The Haitian man, who is now living in Petersburg with an aunt, was in Haven-Au-Prince on Jan. 12 when a 7.1 Richter earthquake struck the funds of Haiti.
"I thought it was a flat tire or diligent winds," Ganot says. He was driving when the shake first struck. "The car started going all over the means and it was like it was on waves in the ocean."
He said that the power lines and trees along the side of the course were shaking and suddenly buildings started to in as well. That's when he and a friend left the car in the middle of the passage.
"We started trying to call family, but the phones weren't working," Ganot said.
Ganot and his compeer then made their way to the friend's house where they discovered he had spent everything. "Everything was gone, his brother was dead."
Ganot said that he wanted to secure - he wanted to help in any way that he could.
"But my father told me to go," Ganot, 33, said.
Source: Progress Index
Help wanted
31.01.10
But for some there's a chronic sense that pundits and policy advisers might not have a discern for conditions in Hickory Hill, Whitehaven, Frayser -- or Detroit or Las Vegas -- out where the endorsed number of people out of work, according to the Chiffonier of Labor Statistics, is 15.3 million. They may not sagacity that facing foreclosure, threatened bankruptcy, wage garnishment or creditors line at dinnertime have become commonplace.

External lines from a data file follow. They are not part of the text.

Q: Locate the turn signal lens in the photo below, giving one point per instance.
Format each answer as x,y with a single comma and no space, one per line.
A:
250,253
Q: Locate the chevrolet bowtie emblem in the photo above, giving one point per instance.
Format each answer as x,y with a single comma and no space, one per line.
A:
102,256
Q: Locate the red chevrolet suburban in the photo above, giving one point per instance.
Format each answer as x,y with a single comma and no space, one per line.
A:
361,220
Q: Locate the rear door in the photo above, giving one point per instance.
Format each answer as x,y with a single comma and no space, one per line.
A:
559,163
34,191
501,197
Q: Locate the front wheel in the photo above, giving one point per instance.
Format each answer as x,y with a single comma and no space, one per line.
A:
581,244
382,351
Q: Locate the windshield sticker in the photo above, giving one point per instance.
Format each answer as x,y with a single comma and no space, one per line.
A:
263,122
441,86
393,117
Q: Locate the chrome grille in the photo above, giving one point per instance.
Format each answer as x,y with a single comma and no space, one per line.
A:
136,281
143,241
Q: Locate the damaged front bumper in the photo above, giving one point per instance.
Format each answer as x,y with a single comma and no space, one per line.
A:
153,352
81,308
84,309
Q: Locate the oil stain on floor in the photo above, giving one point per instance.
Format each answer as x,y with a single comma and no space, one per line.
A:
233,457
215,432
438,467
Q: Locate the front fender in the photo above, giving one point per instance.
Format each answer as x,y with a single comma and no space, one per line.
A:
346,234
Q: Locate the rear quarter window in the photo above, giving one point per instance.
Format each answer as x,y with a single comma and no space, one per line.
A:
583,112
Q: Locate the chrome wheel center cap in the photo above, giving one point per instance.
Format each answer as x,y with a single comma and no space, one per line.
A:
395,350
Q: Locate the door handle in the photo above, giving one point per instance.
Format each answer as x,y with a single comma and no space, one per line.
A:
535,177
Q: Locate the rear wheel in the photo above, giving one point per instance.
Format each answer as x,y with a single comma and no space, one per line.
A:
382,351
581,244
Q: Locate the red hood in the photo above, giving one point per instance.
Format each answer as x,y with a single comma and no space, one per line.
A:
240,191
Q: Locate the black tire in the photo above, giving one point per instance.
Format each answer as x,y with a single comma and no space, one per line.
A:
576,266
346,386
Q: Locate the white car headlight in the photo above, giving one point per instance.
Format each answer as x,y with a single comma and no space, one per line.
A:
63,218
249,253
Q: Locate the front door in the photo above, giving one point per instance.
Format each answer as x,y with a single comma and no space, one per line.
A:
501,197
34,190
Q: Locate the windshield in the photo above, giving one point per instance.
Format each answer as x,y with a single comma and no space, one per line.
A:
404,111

The truth is the mercantile peril is much more serious than cable happy talk or solemn versions let on.
It's really far worse, according to Leo J. Hindery Jr., chairman of the Discerning Globalization Initiative at the New America Underpinning, who recently addressed the House Populist Caucus, which includes U.S. Rep. Steve Cohen, D-Tenn. Hindery told them that "genuine" unemployment in the United States is stuck at 19 percent, not 10. One in five are out of occupation.
Hindery joins a growing chorus of critics who say that the ungovernable is not just that the country is in the Great Slump. It's that the response to it is nothing like the scale of the quandary and nowhere near as ambitious as it must be.